ISM: Is this the mother of all inventory corrections?
The June 2009 Manufacturing ISM Report On Business® came out today and we saw yet another rise in the PMI to 44.8. While equity markets in the U.S. seemed pretty pleased that the numbers continue to go up, I found this report a bit troubling. Let me tell you why.
Back on January 2nd, we saw the ISM at a 28-year low of 32.4. With 50 as the break even between contraction and expansion, 32.4 was showing a deep, deep recession for the manufacturing sector. Since then, things have picked up considerably. In fact the ISM data indicates that the overall economy is growing for the second month in a row – and at a faster rate.
But what bothers me is the uneven picture painted by the areas highlighted in red. They point to an increase in production which is no longer predicated on growth in new orders. In short, we may be seeing a huge inventory restocking huge slowdown in the inventory purge – and that’s it. Notice how new orders are now contracting. Yet, inventories are considered too low. That has caused the manufacturing sector to crank up production to the point where production is now growing.

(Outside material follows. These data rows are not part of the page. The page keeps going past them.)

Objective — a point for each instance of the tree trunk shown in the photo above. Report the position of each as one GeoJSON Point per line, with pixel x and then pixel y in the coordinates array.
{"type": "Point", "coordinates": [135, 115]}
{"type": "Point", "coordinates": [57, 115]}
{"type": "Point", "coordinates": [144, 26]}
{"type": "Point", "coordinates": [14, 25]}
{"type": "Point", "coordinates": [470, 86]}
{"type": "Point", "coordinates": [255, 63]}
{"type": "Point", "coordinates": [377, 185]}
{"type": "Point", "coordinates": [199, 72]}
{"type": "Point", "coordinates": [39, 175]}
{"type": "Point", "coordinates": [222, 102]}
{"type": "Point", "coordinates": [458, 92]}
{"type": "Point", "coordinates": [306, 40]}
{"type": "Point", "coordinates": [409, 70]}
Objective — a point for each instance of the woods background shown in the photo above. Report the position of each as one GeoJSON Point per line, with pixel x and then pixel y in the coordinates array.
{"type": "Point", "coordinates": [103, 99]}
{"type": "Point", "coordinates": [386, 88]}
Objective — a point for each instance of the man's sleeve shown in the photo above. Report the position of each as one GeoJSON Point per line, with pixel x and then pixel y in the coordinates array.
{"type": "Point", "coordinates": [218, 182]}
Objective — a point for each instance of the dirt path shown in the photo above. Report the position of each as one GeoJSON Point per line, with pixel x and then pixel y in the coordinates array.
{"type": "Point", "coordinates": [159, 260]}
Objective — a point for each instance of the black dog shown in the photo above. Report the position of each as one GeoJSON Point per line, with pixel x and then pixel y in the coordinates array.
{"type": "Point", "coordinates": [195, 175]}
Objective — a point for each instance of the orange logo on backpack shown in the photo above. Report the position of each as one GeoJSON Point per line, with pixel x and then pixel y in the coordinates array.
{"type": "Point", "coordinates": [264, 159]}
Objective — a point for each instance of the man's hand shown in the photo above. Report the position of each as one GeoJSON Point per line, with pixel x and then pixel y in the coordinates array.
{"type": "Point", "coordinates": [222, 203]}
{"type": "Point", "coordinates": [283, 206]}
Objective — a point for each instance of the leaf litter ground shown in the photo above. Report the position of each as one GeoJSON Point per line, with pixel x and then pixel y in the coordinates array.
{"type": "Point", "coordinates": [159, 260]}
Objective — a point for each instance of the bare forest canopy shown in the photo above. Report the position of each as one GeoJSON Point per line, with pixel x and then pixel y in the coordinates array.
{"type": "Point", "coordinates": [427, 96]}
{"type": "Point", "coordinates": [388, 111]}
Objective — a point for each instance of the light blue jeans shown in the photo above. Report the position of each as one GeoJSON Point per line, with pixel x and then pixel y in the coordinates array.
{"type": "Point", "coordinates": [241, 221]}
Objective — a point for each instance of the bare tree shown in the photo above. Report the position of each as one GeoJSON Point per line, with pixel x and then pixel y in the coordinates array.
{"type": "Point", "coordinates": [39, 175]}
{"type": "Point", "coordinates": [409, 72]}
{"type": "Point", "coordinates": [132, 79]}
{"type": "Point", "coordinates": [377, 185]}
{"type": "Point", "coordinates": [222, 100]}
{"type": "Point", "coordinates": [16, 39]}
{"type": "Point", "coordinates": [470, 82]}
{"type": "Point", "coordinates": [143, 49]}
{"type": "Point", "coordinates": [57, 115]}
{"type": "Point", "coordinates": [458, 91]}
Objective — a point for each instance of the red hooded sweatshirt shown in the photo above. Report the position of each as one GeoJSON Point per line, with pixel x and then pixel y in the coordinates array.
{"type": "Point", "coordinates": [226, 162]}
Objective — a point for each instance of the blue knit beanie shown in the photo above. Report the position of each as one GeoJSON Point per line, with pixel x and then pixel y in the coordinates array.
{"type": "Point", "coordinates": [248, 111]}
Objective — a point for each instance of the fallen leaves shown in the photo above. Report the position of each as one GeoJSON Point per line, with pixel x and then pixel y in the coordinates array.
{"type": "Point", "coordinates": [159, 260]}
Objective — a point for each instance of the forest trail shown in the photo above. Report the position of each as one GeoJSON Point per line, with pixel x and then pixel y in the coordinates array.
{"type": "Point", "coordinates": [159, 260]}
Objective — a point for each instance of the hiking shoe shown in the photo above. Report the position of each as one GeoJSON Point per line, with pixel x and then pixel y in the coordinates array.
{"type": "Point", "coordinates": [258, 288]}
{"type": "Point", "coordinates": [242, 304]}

Translation: manufacturing and production are now adding to GDP instead of subtracting from it. This is something I certainly anticipated (see my post “Third quarter auto production to be significant boost to U.S. GDP”). However, it looks more like this increase in production is merely a response to the low level of inventories. Until we see new orders firmly above 50 on this survey, you should be sceptical as to the sustainability of any increases in production.
According to the ISM, the following is reflective of what survey respondents are saying:
- “Customer inventory burn is complete and real demand has reappeared.” (Machinery)
- “… a lot of people are requoting old business and using favorable pricing to negotiate with their current suppliers.” (Computer & Electronic Products)
- “Banks are reluctant to lend to businesses, and until this changes the economy will continue to be weak.” (Fabricated Metal Products)
- “Slow June, but firm large orders in July, August and September.” (Food, Beverage & Tobacco Products)
- “Market appears to have bottomed out as aftermarket has picked up slightly over the past month.” (Transportation Equipment)
Based on this, one would surmise that production is ready to ramp up to meet new demand. All that is needed is more available credit. However, we will need to see new orders confirm this in the third quarter or this will wind up as the mother of inventory corrections and nothing more.
Source
ISM Manufacturing Survey – Institute for Supply Management
It will take a full quarter of good news before anyone can say with relative certainy that things are improving. The last 2-3 weeks have been full of “green shoot” irrational exuberance sans enough data points to support it. So far there are enough data points on continued contraction that I for one say it is far too early to make a call for recovery. The PMI points above are a case in point. An argument can be made for either side.
Exactly. Sure, I have been saying recovery is likely. But, I am well aware of what the risks to that outcome are. This report is very much a negative despite the headline number. Let’s see where new orders are in July.
I am still waiting for Alcoa to report earnings too.